【problem discuss】Critic Loss can not decrease

watermelon-lee commented 1 year ago

Here are my situation:

finished step 2 with cohere/zhihu_query dataset. The final reward score is 5.07, rejected score is 0.8, and the acc is 0.79. So the step 2 seems sucessful.
when I attempt to step 3. I met loss scale maximum problem which solved by change the learning rate(actor & critic). Then I met a problem, The Critic loss can not decrease. In many experiments, It changed from 4 to 7 or stay with 5.

here are my problems:

I tried to test the model(actor). I found the actor model's performence is better than the sft model. Is it normal？
The actor loss = - advantage * clip(ratio). I obtain the actor loss in my log, it changed from -0.1 to -2. So the clip(ratio) is around 0.8-1.2, This means the advantage is bigger than 0 and inscreased during training. Advantage means the action take by the actor model is berrter or bad than average（baseline), so bigger advantage is better and smaller actor loss is better( since the advantage bigger, the actor loss is smaller)?
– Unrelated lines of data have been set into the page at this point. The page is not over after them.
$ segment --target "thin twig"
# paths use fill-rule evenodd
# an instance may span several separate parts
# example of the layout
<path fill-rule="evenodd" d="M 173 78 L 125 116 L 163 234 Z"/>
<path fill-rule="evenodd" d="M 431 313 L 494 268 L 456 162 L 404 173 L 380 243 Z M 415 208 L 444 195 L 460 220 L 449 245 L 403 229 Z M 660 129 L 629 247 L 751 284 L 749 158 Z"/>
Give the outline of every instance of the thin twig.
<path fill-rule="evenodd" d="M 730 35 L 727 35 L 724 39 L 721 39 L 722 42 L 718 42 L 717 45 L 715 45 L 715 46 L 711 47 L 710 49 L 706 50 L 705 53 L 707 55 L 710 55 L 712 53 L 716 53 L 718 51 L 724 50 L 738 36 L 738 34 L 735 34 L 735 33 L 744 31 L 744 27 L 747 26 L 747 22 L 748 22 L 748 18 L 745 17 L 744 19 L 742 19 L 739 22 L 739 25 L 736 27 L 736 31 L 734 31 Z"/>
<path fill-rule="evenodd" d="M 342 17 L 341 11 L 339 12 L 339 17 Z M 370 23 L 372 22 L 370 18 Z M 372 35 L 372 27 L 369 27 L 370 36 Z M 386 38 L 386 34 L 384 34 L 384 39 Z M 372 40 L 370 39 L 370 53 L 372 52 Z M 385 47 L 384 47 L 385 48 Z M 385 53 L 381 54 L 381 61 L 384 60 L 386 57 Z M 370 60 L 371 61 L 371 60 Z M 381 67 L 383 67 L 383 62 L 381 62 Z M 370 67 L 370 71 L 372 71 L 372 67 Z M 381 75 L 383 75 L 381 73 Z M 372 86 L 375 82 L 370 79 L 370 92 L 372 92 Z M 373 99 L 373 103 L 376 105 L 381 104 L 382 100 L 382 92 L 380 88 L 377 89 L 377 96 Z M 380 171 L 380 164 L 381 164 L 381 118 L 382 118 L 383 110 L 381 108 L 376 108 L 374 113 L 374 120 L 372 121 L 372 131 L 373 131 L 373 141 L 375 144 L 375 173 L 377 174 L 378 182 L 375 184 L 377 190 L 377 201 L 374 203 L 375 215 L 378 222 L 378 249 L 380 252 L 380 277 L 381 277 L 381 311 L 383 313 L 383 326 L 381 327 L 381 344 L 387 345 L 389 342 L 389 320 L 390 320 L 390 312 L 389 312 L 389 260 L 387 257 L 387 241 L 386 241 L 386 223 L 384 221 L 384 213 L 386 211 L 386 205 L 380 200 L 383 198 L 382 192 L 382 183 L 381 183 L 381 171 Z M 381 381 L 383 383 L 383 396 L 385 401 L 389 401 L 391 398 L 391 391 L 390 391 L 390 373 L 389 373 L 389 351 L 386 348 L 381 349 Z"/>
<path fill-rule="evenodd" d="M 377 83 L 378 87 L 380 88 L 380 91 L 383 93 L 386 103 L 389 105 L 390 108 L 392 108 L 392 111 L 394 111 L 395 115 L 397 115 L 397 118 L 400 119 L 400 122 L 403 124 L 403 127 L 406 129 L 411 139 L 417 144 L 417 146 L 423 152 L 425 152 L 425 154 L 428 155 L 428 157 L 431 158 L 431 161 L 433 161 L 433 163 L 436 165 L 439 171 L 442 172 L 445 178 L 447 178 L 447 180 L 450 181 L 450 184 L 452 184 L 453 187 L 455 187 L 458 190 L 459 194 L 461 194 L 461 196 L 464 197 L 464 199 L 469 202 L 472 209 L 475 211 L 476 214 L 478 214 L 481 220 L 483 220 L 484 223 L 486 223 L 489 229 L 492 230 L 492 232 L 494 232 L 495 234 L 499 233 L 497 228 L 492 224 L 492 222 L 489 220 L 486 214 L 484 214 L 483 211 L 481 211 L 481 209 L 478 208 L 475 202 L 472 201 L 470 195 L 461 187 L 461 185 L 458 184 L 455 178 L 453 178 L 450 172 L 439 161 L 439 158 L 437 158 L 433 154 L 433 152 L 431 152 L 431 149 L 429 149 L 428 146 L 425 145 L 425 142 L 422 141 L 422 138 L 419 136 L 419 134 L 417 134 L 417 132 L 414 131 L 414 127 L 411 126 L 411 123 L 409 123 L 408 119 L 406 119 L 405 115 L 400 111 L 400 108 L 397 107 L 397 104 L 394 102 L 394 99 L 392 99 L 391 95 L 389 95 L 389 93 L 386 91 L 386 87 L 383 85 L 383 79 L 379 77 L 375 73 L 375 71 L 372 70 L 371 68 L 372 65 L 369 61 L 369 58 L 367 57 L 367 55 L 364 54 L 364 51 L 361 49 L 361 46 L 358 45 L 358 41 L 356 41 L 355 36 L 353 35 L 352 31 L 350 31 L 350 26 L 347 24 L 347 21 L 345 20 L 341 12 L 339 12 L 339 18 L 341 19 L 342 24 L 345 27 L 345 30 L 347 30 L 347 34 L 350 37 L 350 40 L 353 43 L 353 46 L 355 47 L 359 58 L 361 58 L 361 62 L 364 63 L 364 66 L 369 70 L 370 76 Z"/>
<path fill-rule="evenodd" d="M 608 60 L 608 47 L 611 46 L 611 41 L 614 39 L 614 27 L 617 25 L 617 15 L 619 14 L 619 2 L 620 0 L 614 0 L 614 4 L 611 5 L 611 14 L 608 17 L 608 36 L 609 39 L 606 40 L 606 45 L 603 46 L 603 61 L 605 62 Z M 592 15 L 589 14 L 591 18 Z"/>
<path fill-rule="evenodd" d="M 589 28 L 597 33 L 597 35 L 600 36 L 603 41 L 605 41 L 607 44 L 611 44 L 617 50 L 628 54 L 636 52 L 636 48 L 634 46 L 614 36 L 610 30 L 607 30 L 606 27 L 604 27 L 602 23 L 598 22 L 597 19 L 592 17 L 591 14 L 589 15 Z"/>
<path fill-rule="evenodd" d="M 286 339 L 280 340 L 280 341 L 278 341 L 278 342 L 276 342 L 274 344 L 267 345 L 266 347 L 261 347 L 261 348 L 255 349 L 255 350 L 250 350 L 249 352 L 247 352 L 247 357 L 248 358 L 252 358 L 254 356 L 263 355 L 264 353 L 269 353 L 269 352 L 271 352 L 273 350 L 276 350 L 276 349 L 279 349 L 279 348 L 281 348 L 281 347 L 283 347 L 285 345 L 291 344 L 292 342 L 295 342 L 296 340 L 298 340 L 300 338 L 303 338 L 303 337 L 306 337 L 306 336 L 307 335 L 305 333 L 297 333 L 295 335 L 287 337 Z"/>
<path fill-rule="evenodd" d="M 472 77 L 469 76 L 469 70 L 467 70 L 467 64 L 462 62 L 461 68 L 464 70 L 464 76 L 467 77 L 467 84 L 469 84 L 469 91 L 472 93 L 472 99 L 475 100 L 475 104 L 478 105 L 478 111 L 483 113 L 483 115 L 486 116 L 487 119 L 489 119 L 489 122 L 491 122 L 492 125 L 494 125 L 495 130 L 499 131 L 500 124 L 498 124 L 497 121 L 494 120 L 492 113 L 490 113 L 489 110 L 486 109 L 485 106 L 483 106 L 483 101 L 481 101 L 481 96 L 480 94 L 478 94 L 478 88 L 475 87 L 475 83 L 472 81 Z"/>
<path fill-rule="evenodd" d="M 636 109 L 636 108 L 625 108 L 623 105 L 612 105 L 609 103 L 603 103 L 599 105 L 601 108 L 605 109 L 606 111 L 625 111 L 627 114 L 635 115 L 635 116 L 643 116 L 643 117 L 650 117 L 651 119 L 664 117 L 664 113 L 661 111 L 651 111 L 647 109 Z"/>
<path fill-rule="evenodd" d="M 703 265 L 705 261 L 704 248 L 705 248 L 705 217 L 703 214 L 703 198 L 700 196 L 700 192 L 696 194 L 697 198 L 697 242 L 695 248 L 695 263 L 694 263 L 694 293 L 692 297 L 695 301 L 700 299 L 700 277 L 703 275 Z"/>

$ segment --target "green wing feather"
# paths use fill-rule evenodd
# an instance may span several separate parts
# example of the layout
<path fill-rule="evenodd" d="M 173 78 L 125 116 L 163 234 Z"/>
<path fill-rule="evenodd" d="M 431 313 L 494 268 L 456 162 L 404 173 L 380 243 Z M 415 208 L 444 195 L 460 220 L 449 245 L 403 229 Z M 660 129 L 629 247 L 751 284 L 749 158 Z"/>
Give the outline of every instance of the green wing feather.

looking forward to your reply thanks.

TheEighthDay commented 1 year ago

How do you evaluate the statement "actor model's performance is better than the “sft model" ? Have you turned off LORA?

And，do you have any modifications for this issue ?

Line 76 in ppo_trainer.py for _generate_sequence : min_length=max_min_length

"The min_length setting force the model generate to max length, which produce repeated or nonsense result."

watermelon-lee commented 1 year ago

How do you evaluate the statement "actor model's performance is better than the “sft model" ? Have you turned off LORA?

And，do you have any modifications for this issue ?

Line 76 in ppo_trainer.py for _generate_sequence : min_length=max_min_length

"The min_length setting force the model generate to max length, which produce repeated or nonsense result."

use the actor model answer the query of test dataset compare with the sft model. The mean reward score of actor model is around 6 and the score of sft model is 4.5. Besides，I judge some case by myself and more cases become better than worse.
do not use lora.
max_length = min_length = max_min_length is wrong, which makes the model produce bias asnwer. so I changed the code. 3.1 first I delete the line "min_length = ma_min_length", but when I run the code, It will stack in first generation time. Mabye the length of seq in different GPU are not the same make this happen? 3.2 then I add eos_token_id = "xxx", xxx is any unused id. So the model will produce the answer reach min_max_length, but the seq contains the real eos_token_id. I remake the attenion_mask to mask the words after eos_token. So the seq and attention mask like: seq = [0,0,0,0, prompt, answer, eos_token_id, other_word] mask = [0,0,0,0,1(prompt),1(answer),1(eos_token_id),0(other_word)]

watermelon-lee commented 1 year ago

another qustion： critic_loss: def critic_loss_fn(self, values, old_values, returns, mask):

value loss

    values_clipped = torch.clamp(
        values,
        old_values - self.cliprange_value,
        old_values + self.cliprange_value,
    )
    vf_loss1 = (values - returns) ** 2
    vf_loss2 = (values_clipped - returns) ** 2
    vf_loss = 0.5 * torch.sum(
        torch.max(vf_loss1, vf_loss2) * mask) / mask.sum()
    return vf_loss

the log of your exapmle: /DeepSpeedExamples/blob/master/applications/DeepSpeed-Chat/training/step3_rlhf_finetuning/training_log_output/actor_opt-1.3b_critic_opt-350m_globalBatchSize64.log

step 467: cri_loss: -0.0131072998046875

why the critic_loss < 0?
cirtic loss is MSE of (values, returns).

looking forward to your reply thanks.

TheEighthDay commented 1 year ago

How do you evaluate the statement "actor model's performance is better than the “sft model" ? Have you turned off LORA? And，do you have any modifications for this issue ? Line 76 in ppo_trainer.py for _generate_sequence : min_length=max_min_length "The min_length setting force the model generate to max length, which produce repeated or nonsense result."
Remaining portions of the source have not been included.